Once upon a time I did not handle a situation very well. ⁣

I was speaking with a friend…

And the conversation got a little heated. ⁣

I thought that I was saying the right things in the moment.

But it threw a huge wedge between us. ⁣

Over the next couple of years, I matured a lot.

I discovered why the way I had reacted was completely inappropriate and actually not Christlike.

I vowed to improve my communication skills. ⁣

And I did!

It took a lot of work and effort.

But I totally changed and became so much better at kind and honest conversations, even when discussing difficult topics.

A few years later, I was speaking to that same friend. ⁣

The same topic came up that we had previously argued about.

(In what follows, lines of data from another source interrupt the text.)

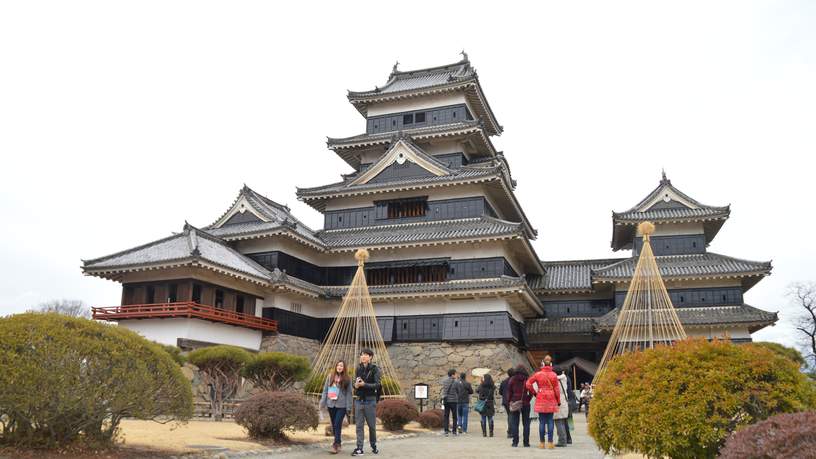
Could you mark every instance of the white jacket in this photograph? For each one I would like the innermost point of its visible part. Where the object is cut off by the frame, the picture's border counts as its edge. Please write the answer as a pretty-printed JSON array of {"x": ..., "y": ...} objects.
[{"x": 563, "y": 409}]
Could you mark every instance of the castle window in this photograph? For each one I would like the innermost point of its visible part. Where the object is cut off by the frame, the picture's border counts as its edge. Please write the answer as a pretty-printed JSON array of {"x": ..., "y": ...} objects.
[{"x": 407, "y": 208}]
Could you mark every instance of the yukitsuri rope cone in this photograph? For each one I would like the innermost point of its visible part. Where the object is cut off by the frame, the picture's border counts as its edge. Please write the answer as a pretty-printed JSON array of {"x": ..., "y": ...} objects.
[
  {"x": 647, "y": 317},
  {"x": 355, "y": 328}
]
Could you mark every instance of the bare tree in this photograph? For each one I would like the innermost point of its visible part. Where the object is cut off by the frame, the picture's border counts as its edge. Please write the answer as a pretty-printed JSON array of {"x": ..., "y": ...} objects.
[
  {"x": 804, "y": 296},
  {"x": 72, "y": 308}
]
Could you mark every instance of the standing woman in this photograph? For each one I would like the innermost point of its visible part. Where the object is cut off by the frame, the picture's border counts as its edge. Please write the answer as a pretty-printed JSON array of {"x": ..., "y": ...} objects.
[
  {"x": 337, "y": 397},
  {"x": 548, "y": 399},
  {"x": 562, "y": 414},
  {"x": 487, "y": 393},
  {"x": 519, "y": 398}
]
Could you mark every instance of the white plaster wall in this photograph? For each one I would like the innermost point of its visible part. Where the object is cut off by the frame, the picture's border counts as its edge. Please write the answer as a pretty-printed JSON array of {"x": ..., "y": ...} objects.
[
  {"x": 716, "y": 332},
  {"x": 417, "y": 103},
  {"x": 451, "y": 192},
  {"x": 167, "y": 331},
  {"x": 310, "y": 307},
  {"x": 440, "y": 306},
  {"x": 671, "y": 229}
]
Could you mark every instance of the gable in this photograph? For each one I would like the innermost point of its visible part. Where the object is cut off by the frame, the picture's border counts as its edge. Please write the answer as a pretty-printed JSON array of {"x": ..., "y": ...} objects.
[
  {"x": 666, "y": 197},
  {"x": 408, "y": 159},
  {"x": 398, "y": 171},
  {"x": 242, "y": 217}
]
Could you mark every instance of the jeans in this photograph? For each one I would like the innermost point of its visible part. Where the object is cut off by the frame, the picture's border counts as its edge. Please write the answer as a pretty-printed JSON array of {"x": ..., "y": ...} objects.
[
  {"x": 487, "y": 421},
  {"x": 336, "y": 416},
  {"x": 365, "y": 412},
  {"x": 450, "y": 407},
  {"x": 524, "y": 415},
  {"x": 462, "y": 411},
  {"x": 545, "y": 425},
  {"x": 563, "y": 431}
]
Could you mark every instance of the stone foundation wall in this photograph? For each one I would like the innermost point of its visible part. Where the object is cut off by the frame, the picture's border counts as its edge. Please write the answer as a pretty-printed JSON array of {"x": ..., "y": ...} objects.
[
  {"x": 429, "y": 363},
  {"x": 290, "y": 344}
]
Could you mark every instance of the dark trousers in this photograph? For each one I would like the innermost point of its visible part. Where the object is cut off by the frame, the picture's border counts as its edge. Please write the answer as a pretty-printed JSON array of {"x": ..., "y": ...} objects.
[
  {"x": 450, "y": 408},
  {"x": 336, "y": 416},
  {"x": 546, "y": 426},
  {"x": 365, "y": 412},
  {"x": 507, "y": 410},
  {"x": 524, "y": 415},
  {"x": 562, "y": 426}
]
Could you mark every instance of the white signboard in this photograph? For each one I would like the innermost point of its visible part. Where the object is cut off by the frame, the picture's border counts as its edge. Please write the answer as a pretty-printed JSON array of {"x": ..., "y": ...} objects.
[{"x": 421, "y": 392}]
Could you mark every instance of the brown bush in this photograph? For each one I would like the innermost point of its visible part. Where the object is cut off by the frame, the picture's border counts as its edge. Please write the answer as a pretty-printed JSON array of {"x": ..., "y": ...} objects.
[
  {"x": 782, "y": 436},
  {"x": 431, "y": 419},
  {"x": 271, "y": 414},
  {"x": 683, "y": 401},
  {"x": 396, "y": 413}
]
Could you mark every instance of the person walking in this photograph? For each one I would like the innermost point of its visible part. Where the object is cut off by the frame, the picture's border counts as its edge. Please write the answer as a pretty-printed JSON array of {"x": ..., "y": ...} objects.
[
  {"x": 337, "y": 397},
  {"x": 548, "y": 397},
  {"x": 519, "y": 398},
  {"x": 451, "y": 393},
  {"x": 562, "y": 414},
  {"x": 486, "y": 392},
  {"x": 505, "y": 398},
  {"x": 368, "y": 384},
  {"x": 463, "y": 406}
]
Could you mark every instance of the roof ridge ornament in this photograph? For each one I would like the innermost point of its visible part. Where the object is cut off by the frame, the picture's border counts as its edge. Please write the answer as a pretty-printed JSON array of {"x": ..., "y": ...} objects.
[{"x": 664, "y": 180}]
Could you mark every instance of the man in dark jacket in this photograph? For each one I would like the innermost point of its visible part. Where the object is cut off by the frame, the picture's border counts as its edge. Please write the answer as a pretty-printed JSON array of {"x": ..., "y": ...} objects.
[
  {"x": 464, "y": 402},
  {"x": 367, "y": 386},
  {"x": 452, "y": 390},
  {"x": 505, "y": 398}
]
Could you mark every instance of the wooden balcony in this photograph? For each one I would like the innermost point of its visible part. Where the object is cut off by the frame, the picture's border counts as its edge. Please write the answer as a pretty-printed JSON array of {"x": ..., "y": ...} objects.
[{"x": 188, "y": 310}]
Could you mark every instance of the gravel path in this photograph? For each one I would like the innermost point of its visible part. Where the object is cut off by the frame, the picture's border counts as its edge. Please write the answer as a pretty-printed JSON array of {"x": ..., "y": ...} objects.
[{"x": 472, "y": 445}]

But this time I handled it with maturity and finesse. ⁣

And then I mentioned:

“I’m so glad we can talk about this now, because I was so immature with how I responded the last time we had this conversation!”⁣

My friend’s response gutted me.

“Really? I didn’t know that you regretted how you talked to me last time. It hurt me, and I thought you still felt the same.”

I was so embarrassed.

My friend had no idea that I was thoroughly mortified for how I had acted before.

My friend had no idea that it had spurred literal years of self-development and sincere prayers.

Part of repentance means communicating with the people you have wronged. ⁣

Alma implored Corianton to, “. . . return unto them, and acknowledge your faults and that wrong which ye have done.” (Alma 39:13)

I let my friend hurt for much too long because they didn’t know I was trying to repent.

I could have saved them from some degree of suffering.

Of course, only the Savior can take away the true sting of sin.

But we need to do our part to ease the burden.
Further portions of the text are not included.